LCOE is not a fundamental metric. EROI is and it's pretty bad for photovoltaics.

And even then it's not actually true.

First, solar and wind are massively subsidized pretty much everywhere they are deployed, in addition to the indirect subsidies they get from China subsidizing production (and internal deployments).

Second, and more importantly, LCOE is not the full cost, as you rightly point out. It leaves out system costs, and these are huge for intermittent renewables, and not constant. They rise disproportionately as the percentage of intern mitten renewables in a particular grid rises towards 100%.

Third, and related, in most countries where renewables are deployed, intermittent renewables not just do not have to carry the burden of their intermittency, they are actually allowed to pass these burdens and costs onto their reliable competitors. Which is even more insane than not accounting for intermittency.

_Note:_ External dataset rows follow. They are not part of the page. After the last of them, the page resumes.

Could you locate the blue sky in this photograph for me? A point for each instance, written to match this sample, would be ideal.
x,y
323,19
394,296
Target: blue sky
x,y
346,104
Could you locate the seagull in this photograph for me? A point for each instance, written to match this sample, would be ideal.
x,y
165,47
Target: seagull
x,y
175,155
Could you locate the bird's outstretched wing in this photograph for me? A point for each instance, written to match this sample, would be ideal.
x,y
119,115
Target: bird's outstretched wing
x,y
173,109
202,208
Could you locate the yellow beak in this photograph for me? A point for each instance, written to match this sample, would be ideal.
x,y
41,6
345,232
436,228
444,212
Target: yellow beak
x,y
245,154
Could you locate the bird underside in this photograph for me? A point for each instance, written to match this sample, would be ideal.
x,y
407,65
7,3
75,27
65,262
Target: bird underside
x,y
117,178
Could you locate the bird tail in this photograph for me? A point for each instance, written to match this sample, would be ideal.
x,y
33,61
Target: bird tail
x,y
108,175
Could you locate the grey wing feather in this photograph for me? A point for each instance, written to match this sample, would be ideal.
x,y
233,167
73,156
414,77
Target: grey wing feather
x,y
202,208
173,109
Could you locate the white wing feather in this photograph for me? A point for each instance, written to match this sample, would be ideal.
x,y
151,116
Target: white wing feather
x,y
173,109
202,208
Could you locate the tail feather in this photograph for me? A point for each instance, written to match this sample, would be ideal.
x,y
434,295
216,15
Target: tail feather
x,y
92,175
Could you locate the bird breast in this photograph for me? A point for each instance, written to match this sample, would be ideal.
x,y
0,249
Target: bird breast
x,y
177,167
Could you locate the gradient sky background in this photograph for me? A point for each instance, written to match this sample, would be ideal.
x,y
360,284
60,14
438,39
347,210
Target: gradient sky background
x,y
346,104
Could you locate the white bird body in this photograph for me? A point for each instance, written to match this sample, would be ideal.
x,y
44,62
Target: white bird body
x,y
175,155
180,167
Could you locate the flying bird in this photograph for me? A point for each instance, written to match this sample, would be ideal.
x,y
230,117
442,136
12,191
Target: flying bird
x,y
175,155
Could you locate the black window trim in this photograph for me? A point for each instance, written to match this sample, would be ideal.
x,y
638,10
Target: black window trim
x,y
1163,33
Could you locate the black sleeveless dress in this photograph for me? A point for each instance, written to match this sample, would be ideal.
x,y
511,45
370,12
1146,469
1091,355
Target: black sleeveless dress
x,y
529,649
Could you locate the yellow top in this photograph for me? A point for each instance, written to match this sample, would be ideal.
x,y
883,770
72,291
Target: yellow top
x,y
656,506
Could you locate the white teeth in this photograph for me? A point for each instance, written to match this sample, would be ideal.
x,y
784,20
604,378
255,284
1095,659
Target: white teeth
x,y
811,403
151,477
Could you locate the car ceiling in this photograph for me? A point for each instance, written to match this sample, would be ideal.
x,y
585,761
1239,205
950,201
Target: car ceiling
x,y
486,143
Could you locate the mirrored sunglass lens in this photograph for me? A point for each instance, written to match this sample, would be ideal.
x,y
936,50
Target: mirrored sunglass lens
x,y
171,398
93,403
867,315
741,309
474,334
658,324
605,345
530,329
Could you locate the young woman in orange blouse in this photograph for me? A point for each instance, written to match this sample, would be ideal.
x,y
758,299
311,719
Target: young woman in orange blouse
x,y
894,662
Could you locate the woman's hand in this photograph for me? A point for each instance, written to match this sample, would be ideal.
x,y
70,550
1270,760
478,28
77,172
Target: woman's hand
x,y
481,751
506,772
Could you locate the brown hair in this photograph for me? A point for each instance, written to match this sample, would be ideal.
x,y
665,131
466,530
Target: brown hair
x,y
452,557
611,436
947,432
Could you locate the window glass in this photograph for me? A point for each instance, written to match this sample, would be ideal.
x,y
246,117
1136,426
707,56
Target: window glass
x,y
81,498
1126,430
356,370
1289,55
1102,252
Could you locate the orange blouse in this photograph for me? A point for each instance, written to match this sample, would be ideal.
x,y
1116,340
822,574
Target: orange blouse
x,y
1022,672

  • Nuclear is also extremely heavily subsidized. Be it through state sponsored loans or tax breaks (France) or the fact, that the public has to bear the cost of dismantling them (Germany). Thus, a comparison isn't that easy to make.

    System costs may be high, but they are on a downward trend due to the increasing implementation of grid batteries, which also solves the third argument.

    • > Nuclear is also extremely heavily subsidized.

      That is also not true. For example in Germany, nuclear production was never subsidized at all. Even Greenpeace and the Green's chief anti-nuclear Lobbyist, Jürgen Trittin, called nuclear power plants "money printing machines".

      > Be it through state sponsored loans or tax breaks (France)

      Those are minute compared to subsidies intermittent renewables get in Germany. In particular as there is the ARENH program, which is effectively a negative subsidy (it takes money away from the nuclear company EDF), and of course EDF is profitable and gives money to the government.

      When you add it all up, France has a negative subsidy of € 0.1 - 7 billion yearly, whereas Germany subsidizes intermittent renewables to the tune of around €20 billion a year.

      > System costs may be high, but they are on a downward trend

      That is also not true. System costs are actually rising, because yields are dropping, the share of renewables has risen and the (fairly cheap) coal backup is to be eliminated. Total costs are now estimated at several trillion euros. For comparison, France's nuclear program cost a total of €228 billion through 2011.